Almost 15 years after being paralyzed by a stroke, a 58-year-old woman was able to reach for, pick up and take a sip of a drink, by using her thoughts to operate a robotic arm. Up until then, the woman had depended upon caregivers to do this for her.
As technology continues to meld man with machine, BrainGate – a multidisciplinary team of researchers – has spent years developing these human/robotic-type systems.
While the team’s innovations show significant promise for people with brain injuries and disorders, the technology is years away from practical use.
The research team has recently been developing and testing an element of their system called the BrainGate neural interface system. It’s a brain-computer interface (BCI) device which allows the brain to control various robotic elements and other similar pieces of equipment.
A new report, published in Nature, examines clinical trials of the device, which focus on the system’s durability and its potential for long-term use.
Part of the BrainGate system is implanted in the brain to capture the neural signals that control intentional movement.

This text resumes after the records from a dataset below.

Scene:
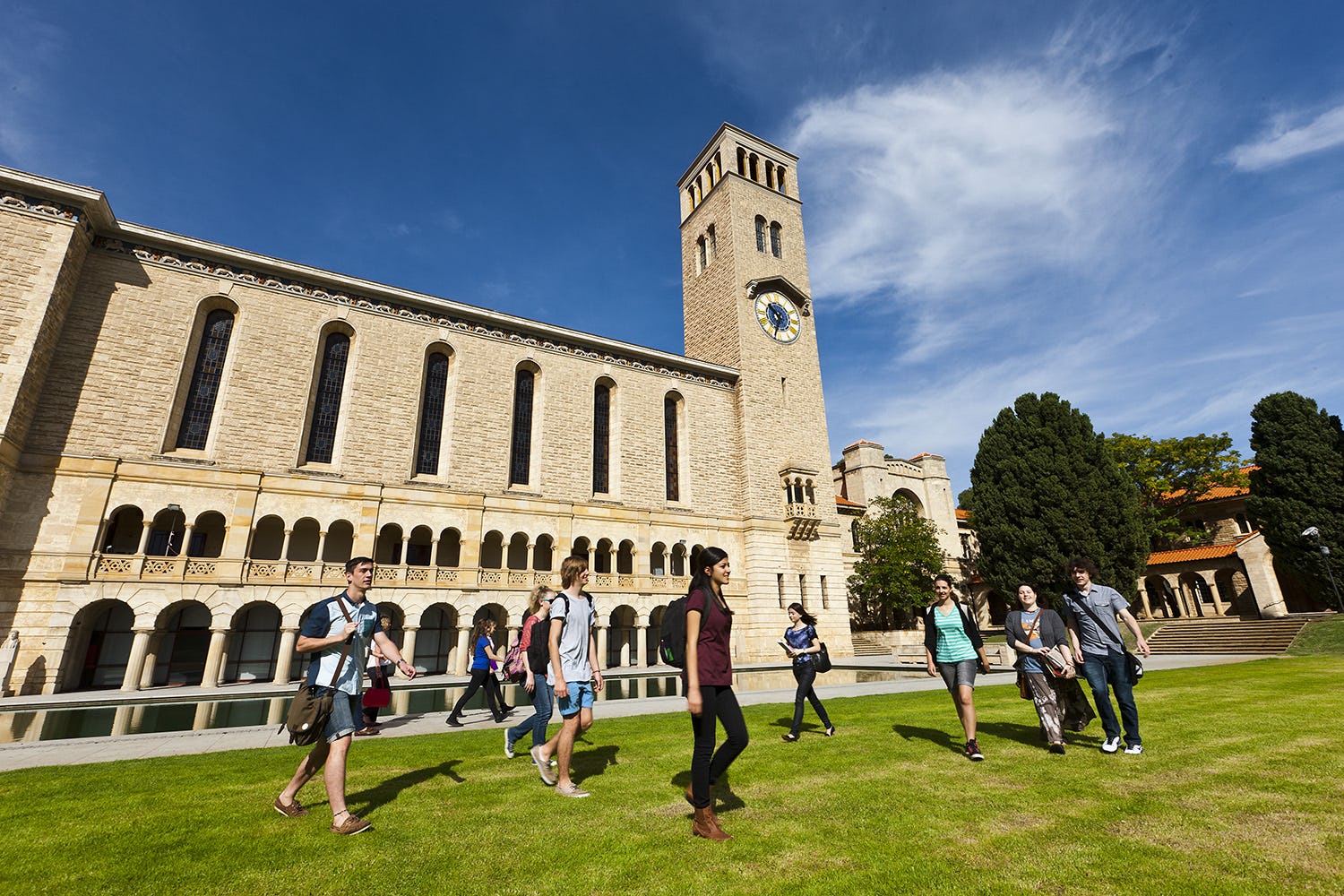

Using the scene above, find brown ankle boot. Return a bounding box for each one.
[691,809,733,840]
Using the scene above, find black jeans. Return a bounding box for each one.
[789,662,831,737]
[449,669,504,721]
[691,685,747,809]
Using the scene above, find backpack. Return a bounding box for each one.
[527,595,569,676]
[659,597,685,669]
[504,635,527,685]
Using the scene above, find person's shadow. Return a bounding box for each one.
[892,721,962,754]
[668,768,747,818]
[346,759,465,814]
[570,745,621,782]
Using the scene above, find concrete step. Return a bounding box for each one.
[1148,616,1308,653]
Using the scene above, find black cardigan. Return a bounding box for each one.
[1004,607,1069,665]
[925,600,986,659]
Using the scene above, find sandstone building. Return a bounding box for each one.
[0,125,849,694]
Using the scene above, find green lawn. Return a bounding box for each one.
[0,656,1344,896]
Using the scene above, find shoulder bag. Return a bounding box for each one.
[281,598,352,747]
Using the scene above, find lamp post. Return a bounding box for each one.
[1303,525,1344,611]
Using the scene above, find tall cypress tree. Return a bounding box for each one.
[1246,392,1344,606]
[970,392,1148,599]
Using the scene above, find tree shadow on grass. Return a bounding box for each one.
[668,768,753,818]
[892,721,964,754]
[346,759,465,815]
[570,745,621,783]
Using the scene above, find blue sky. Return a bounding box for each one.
[0,0,1344,490]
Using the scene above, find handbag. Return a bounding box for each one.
[812,641,831,673]
[281,598,351,747]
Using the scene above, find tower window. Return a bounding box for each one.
[416,352,448,476]
[177,309,234,450]
[306,332,349,463]
[663,392,682,501]
[508,366,537,485]
[593,383,612,495]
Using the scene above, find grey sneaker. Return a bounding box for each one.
[531,747,556,796]
[556,782,591,799]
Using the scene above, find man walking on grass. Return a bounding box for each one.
[1064,557,1152,756]
[274,557,416,834]
[532,557,602,797]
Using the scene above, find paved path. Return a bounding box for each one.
[0,654,1265,771]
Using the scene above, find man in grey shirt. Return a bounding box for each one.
[532,556,602,797]
[1064,557,1150,756]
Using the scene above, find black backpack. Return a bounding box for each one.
[527,595,564,676]
[659,597,685,669]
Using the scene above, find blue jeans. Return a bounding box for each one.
[1083,650,1144,747]
[508,675,556,747]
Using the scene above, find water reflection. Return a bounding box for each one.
[0,669,910,743]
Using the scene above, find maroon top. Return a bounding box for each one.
[685,589,733,685]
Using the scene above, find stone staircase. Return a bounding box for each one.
[854,634,892,659]
[1148,616,1311,653]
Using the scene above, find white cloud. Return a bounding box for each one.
[1228,103,1344,170]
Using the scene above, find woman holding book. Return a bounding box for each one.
[1004,582,1078,754]
[780,602,836,743]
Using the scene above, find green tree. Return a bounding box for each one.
[849,495,946,621]
[1107,433,1249,551]
[970,392,1150,599]
[1246,392,1344,606]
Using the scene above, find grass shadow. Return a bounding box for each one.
[346,759,467,815]
[892,721,964,754]
[570,745,621,783]
[668,769,747,818]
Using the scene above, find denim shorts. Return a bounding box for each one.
[556,681,593,719]
[323,691,365,745]
[938,659,976,694]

“Years after the onset of paralysis, we found that it was still possible to record brain signals that carry multi-dimensional information about movement and that those signals could be used to move an external device,” said Dr. Leigh Hochberg, the clinical trials lead investigator.
The group’s neural interface system has a baby aspirin-sized sensor that monitors brain signals. The sensor is implanted into the motor cortex, the part of the brain that controls movement. The brain signals picked up by the sensor are then fed into a computer system outfitted with specially-designed software and hardware which turn the brain signals into digital commands, which in turn drive external devices such as robotics systems.
The latest trial research studied two stroke patients, the 58-year-old woman and a 66-year-old man. Both study subjects were unable to speak or move their limbs because of brainstem strokes they suffered years ago. During the experiment, both were taught to perform complex tasks with a robotic arm by imagining the movements of their own arms and hands.
Dr. John Donoghue, who leads the development of BrainGate technology, is especially encouraged by the woman’s ability to use the BrainGate neural interface system because her stroke happened nearly 15 years ago and her sensor was implanted more than five years ago.
The research team was concerned neurons in the motor cortex might die or stop generating meaningful signals after years of disuse and that, after years since implantation, the sensor might break down and become less effective at enabling complex motor functions
The BrainGate research team’s ideal system would be wireless, fully automated and able to provide decades of stable operation. However, to achieve that goal, they must continue trial studies and test the technology in more individuals.
UItimately, BrainGate hopes to develop a system which reconnects the brains of those suffering from paralysis directly to their paralyzed limbs, rather than with robotic ones.